XXXI Domingo do Tempo Comum (PDF) TEXTO

Fra Angelico, Anunciação

Neste mundo líquido, é necessário voltar a falar do coração; indicar onde cada pessoa, de qualquer classe e condição, faz a própria síntese; onde os seres concretos encontram a fonte e a raiz de todas as suas outras potências, convicções, paixões e escolhas.

Movemo-nos, porém, em sociedades de consumidores em série, preocupados só com o agora e dominados pelos ritmos e ruídos da tecnologia, sem muita paciência para os processos que a interioridade exige.

Na sociedade atual, o ser humano corre o perigo de se desorientar do centro de si mesmo.

O homem contemporâneo encontra-se com frequência transtornado, dividido, quase privado de um princípio interior que crie unidade e harmonia no seu ser e no seu agir.

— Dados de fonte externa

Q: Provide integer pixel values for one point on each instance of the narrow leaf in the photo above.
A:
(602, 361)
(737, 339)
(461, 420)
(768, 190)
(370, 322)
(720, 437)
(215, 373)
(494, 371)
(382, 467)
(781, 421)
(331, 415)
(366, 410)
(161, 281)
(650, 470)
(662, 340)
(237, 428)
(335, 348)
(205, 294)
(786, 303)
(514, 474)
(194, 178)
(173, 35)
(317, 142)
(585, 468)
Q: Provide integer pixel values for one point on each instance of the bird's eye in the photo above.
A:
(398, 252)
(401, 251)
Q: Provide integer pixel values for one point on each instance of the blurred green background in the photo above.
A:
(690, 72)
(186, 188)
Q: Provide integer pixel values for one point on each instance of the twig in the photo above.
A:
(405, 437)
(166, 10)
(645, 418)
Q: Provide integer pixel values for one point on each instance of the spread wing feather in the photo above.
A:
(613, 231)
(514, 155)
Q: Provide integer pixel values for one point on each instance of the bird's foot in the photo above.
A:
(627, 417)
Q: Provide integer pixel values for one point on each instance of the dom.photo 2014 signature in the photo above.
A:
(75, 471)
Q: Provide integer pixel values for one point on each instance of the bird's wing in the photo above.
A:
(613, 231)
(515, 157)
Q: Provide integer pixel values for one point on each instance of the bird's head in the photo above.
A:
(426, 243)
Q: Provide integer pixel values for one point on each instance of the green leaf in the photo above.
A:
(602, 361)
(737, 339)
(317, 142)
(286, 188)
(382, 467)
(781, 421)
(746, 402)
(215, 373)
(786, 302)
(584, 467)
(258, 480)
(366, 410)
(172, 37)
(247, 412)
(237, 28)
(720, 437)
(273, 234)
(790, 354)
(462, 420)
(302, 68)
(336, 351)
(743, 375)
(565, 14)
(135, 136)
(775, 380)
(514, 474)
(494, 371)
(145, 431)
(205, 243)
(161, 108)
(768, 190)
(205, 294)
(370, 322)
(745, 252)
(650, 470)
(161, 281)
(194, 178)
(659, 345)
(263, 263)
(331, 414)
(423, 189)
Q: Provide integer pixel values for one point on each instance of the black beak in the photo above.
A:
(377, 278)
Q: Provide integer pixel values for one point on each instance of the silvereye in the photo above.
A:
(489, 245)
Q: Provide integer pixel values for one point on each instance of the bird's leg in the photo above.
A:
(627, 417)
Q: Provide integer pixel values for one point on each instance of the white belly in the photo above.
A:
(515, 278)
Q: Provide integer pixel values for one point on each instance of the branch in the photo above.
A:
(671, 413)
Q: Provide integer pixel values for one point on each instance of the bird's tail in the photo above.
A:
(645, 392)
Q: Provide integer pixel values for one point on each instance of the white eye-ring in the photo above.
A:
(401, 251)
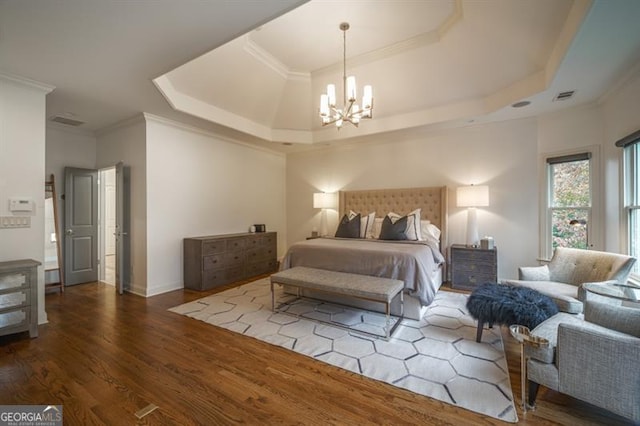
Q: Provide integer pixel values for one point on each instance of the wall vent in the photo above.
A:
(563, 96)
(65, 120)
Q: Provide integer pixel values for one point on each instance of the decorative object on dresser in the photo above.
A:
(471, 197)
(19, 297)
(471, 266)
(217, 260)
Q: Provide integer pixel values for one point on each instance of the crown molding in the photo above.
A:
(23, 81)
(412, 43)
(272, 62)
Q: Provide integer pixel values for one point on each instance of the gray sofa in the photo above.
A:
(561, 279)
(594, 360)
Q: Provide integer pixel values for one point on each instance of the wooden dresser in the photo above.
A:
(472, 266)
(19, 297)
(217, 260)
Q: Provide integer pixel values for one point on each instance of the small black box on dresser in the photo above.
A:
(217, 260)
(472, 266)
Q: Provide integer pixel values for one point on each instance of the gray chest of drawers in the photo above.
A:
(19, 297)
(217, 260)
(472, 266)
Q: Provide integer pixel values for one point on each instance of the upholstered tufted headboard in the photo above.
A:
(432, 200)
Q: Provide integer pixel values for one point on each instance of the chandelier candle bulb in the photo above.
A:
(350, 111)
(351, 88)
(331, 94)
(324, 106)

Modelos de comportamento infelizmente bastante difundidos, exaltam a sua dimensão racional-tecnológica ou, ao contrário, a instintiva.

Falta o coração.

Papa Francisco, Dilexit nos, outubro 2024

 

Eu e o estrangeiro

Cardeal Ravasi, 2015

William Bendz, artista mira obra no espelho

Tempo virá
em que, exultante,
te saudarás a ti mesmo chegado
à tua porta, no teu próprio espelho
e cada qual sorrirá ante a saudação do outro,
dirá: Senta-te aqui. Come.
Amarás de novo o estrangeiro que era o teu Eu.
Dá vinho. Dá pão. Devolve o coração
a ele próprio, ao estrangeiro que te amou
toda a tua vida, que ignoraste.

Como sempre, a poesia, para ser apreciada, requer uma leitura serena: antigamente, cada leitura dos textos escritos exigia a pronúncia exterior, de modo que as palavras reverberassem, deixando em torno de si quase como que um halo, um eco interior.
Citámos aqui versos da poesia “Amor após amor”, do grande poeta Derek Walcott, o cantor dos mestiços, nascido numa ilha das Caraíbas, Santa Lúcia, em 1939.

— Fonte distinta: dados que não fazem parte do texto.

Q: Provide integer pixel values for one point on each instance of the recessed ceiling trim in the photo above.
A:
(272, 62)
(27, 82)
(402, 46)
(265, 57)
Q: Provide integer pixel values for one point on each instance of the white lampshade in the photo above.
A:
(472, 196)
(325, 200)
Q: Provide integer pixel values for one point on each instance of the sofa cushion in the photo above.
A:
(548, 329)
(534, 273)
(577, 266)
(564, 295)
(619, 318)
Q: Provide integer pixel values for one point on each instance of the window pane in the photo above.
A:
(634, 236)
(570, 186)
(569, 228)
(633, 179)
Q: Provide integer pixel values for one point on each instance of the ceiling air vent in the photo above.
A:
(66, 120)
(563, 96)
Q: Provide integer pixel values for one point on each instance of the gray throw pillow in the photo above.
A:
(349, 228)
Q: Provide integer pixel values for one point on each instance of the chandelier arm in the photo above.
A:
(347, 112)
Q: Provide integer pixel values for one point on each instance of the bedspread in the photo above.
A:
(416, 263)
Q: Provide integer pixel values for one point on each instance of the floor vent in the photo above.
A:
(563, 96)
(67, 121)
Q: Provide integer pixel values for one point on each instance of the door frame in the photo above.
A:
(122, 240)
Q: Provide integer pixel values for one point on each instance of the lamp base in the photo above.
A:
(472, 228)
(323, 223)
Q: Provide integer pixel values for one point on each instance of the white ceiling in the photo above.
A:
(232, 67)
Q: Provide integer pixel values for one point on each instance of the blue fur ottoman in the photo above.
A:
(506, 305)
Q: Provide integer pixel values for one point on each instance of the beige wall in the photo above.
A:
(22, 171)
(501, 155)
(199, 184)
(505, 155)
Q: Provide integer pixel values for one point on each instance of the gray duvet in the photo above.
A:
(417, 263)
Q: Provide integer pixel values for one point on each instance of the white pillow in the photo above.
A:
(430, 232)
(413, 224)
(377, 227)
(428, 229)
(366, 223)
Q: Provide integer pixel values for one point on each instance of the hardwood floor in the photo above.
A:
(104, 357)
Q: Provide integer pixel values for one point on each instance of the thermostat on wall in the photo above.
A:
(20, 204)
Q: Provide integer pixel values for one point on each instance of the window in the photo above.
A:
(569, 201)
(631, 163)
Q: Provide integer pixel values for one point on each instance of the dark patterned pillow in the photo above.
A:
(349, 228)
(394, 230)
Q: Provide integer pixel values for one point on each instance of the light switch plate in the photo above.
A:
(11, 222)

Como se intui, unem-se e sobrepõem-se duas fisionomias diversas, a minha e a do outro, o estrangeiro.
Se ao espelho olhamos o nosso rosto, descobrimos nele os traços da humanidade, porque a ela todos pertencemos, para além das diferenças étnicas, culturais, religiosas.

«Amarás o estrangeiro que era o teu Eu», diz o poeta.
«Amarás o teu próximo como a ti mesmo», diz a Bíblia.
Neste paralelo há dois amores que se fundem, o espontâneo por si próprio e aquele que o é para os outros, muitas vezes conquistado com algum esforço mas que deverá ser, da mesma maneira, intenso.

Devemos tentar reconduzir o nosso coração «a si mesmo», isto é, à sua consciência profunda, e aí descobriremos que há o estrangeiro dentro de nós porque ele é semelhante a nós por causa do próprio Deus que o criou, do próprio Cristo que o redimiu, do próprio amor que foi deposto nele e em nós, e do próprio pecado que obscurece a nós e a ele.